The introduction of SRCPT opens new frontiers in drug clearance studies, particularly in distinguishing between renal and hepatobiliary clearance pathways. By providing real-time, detailed insights into how drugs are processed in different organs, SRCPT enables more informed decision-making in drug development, particularly when evaluating pharmacokinetics in disease models. For instance, drugs primarily cleared through the liver may require dose adjustments in patients with hepatic impairment, while renal clearance must be carefully monitored in patients with kidney disease19. Indeed, in AKI models, drugs accumulate in the kidneys without significant excretion, highlighting the impaired renal function.

The work by Lv et al. introduces a game-changing method for tracking drug clearance in vivo with SRCPT, providing unparalleled insights into the dynamics of hepatobiliary and renal drug elimination.
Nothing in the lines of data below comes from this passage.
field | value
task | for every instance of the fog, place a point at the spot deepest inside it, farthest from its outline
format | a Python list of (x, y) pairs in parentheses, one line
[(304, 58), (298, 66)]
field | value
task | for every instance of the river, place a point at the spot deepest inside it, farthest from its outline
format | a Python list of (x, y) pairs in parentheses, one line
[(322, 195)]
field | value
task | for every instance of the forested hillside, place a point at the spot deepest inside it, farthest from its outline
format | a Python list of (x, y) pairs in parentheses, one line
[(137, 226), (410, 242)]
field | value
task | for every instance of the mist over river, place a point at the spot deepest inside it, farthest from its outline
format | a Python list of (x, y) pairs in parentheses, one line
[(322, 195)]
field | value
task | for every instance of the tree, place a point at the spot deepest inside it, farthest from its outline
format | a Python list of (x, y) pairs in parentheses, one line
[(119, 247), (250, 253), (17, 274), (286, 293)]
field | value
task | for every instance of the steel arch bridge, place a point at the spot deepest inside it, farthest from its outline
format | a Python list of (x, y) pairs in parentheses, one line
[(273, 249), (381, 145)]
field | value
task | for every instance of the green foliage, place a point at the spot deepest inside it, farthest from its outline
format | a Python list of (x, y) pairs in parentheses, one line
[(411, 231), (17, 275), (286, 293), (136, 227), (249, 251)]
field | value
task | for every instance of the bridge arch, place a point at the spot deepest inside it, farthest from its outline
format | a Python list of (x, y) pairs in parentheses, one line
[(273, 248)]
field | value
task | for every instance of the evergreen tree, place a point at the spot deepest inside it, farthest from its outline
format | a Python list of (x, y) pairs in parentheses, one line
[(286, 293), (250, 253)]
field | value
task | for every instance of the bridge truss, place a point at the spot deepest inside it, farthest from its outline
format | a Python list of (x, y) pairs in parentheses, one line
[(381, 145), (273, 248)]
The integration of advanced imaging algorithms further enhances its resolution and accuracy, establishing SRCPT as a critical tool for drug development and disease research (Fig. 2).

While SRCPT holds immense potential, there are still challenges to address. The accuracy of the method depends heavily on knowledge of optical properties in different tissues, and variations in these parameters can affect the precision of the Monte Carlo-based light fluence corrections. Additionally, the use of exogenous optical tracers in SRCPT means that certain drugs lacking sufficient absorption properties may not be suitable for this method1.

Future research should focus on expanding the range of compatible imaging tracers and improving the system’s adaptability to different drug types and physiological conditions. Despite these challenges, SRCPT represents a significant leap forward in our ability to study drug clearance and metabolism, offering new possibilities for precision medicine and personalized treatment approaches. By enabling real-time, high-resolution tracking of drug metabolism, SRCPT paves the way for more effective therapies tailored to individual patient needs, ultimately advancing the field of precision medicine.